When a page is created for a process (which will be mapped into process address space), will that page be mapped into kernel address space ?
If not, then it won't have kernel virtual address. Then how the swapper will find the page and swap that out, if a need arises ?
If we're talking about the x86 or similar (in terms of page translation) architectures, at any given time there's one virtual address space and normally one part of it is reserved for the kernel and the other for user-mode processes.
On a context switch between two processes only the user-mode part of the virtual address space changes.
With such an organization, the kernel always has full access to the current user-mode process, because, again, there's only one current virtual address space at any moment for both the kernel and a user-mode process, it's not two, it's one. So, the kernel doesn't really have to have another, extra mapping for user-mode pages. But that's not the main point.
The main point is that the kernel keeps some sort of statistics for every page that if needed can be saved to the disk and reused elsewhere. The CPU marks each page's page table entry (PTE) as accessed when the page is first read from or written to and as dirty when it's first written to.
The kernel scans the PTEs periodically, reads the accessed and dirty markers to update said statistics and clears accessed and dirty so it can detect a change in them later (of course, if any). Based on this statistics it determines which pages are rarely used or long unused and can be repurposed.
If the "swapper" runs in the context of the current process and if it runs in the kernel, then in theory it has enough information from the kernel (the list of rarely used or long unused pages to save and unmap if dirty or just unmap if not dirty) and sufficient access to the pages of interest.

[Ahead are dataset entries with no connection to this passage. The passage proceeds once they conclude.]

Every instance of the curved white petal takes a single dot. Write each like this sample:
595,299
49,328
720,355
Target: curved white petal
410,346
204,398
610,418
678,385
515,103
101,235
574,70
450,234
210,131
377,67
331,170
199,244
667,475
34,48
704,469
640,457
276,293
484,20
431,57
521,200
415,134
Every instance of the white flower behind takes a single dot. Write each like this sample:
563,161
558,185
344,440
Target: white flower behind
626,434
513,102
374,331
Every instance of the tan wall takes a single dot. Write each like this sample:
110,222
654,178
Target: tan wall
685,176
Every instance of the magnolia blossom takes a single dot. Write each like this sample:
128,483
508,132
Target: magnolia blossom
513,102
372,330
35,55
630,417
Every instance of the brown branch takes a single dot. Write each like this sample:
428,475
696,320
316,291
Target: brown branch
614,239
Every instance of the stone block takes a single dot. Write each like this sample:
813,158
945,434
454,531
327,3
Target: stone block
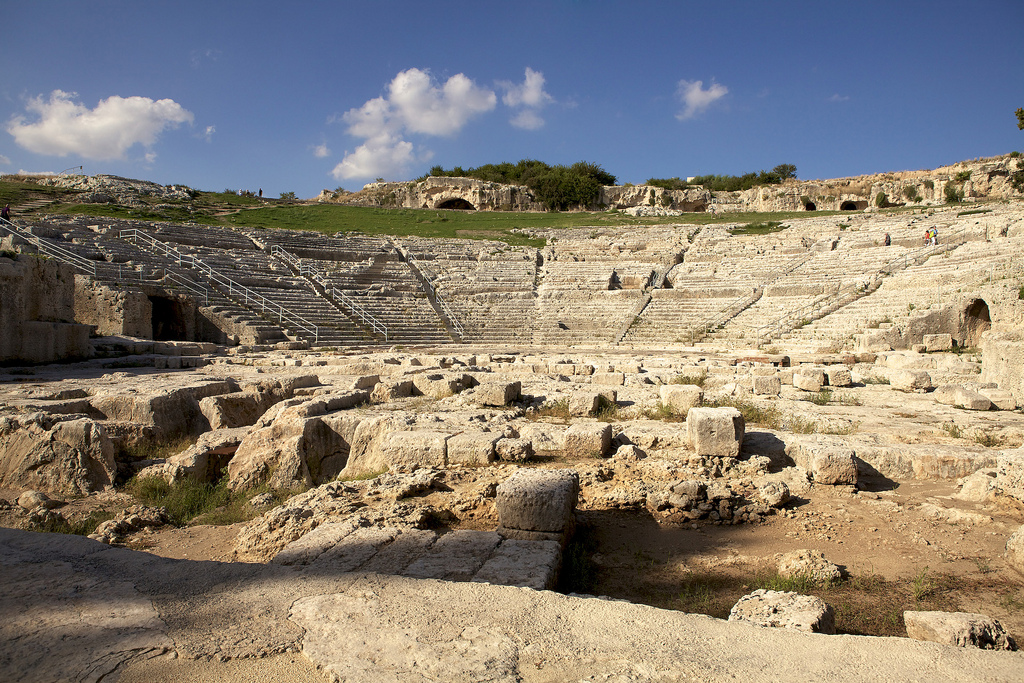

If the "swapper" itself runs as a user-mode process, things become more complicated because it doesn't have access to another process' pages by default and has to either create a mapping or ask the kernel do some extra work for it in the context of the process of interest.
So, finding rarely used and long unused pages and their addresses occurs in the kernel. The CPU helps by automatically marking PTEs as accessed and dirty. There may need to be an extra mapping to dirty pages if they get saved to the disk not in the context of the process that owns them.
I am trying to work on this problem: A user spaces program keeps polling a buffer to get requests from a kernel module and serves it and then responses to the kernel.
I want to make the solution much faster, so instead of creating a device file and communicating via it, I allocate a memory buffer from the user space and mark it as pinned, so the memory pages never get swapped out. Then the user space invokes a special syscall to tell the kernel about the memory buffer so that the kernel module can get the physical address of that buffer. (because the user space program may be context-switched out and hence the virtual address means nothing if the kernel module accesses the buffer at that time.)
When the module wants to send request, it needs put the request to the buffer via physical address. The question is: How can I access the buffer inside the kernel module via its physical address.
I noticed there is get_user_pages, but don't know how to use it, or maybe there are other better methods?
Thanks.
You are better off doing this the other way around - have the kernel allocate the buffer, then allow the userspace program to map it into its address space using mmap().
Finally I figured out how to handle this problem...
Quite simple but may be not safe.
use phys_to_virt, which calls __va(pa), to get the virtual address in kernel and I can access that buffer. And because the buffer is pinned, that can guarantee the physical location is available.
What's more, I don't need s special syscall to tell the kernel the buffer's info. Instead, a proc file is enough because I just need tell the kernel once.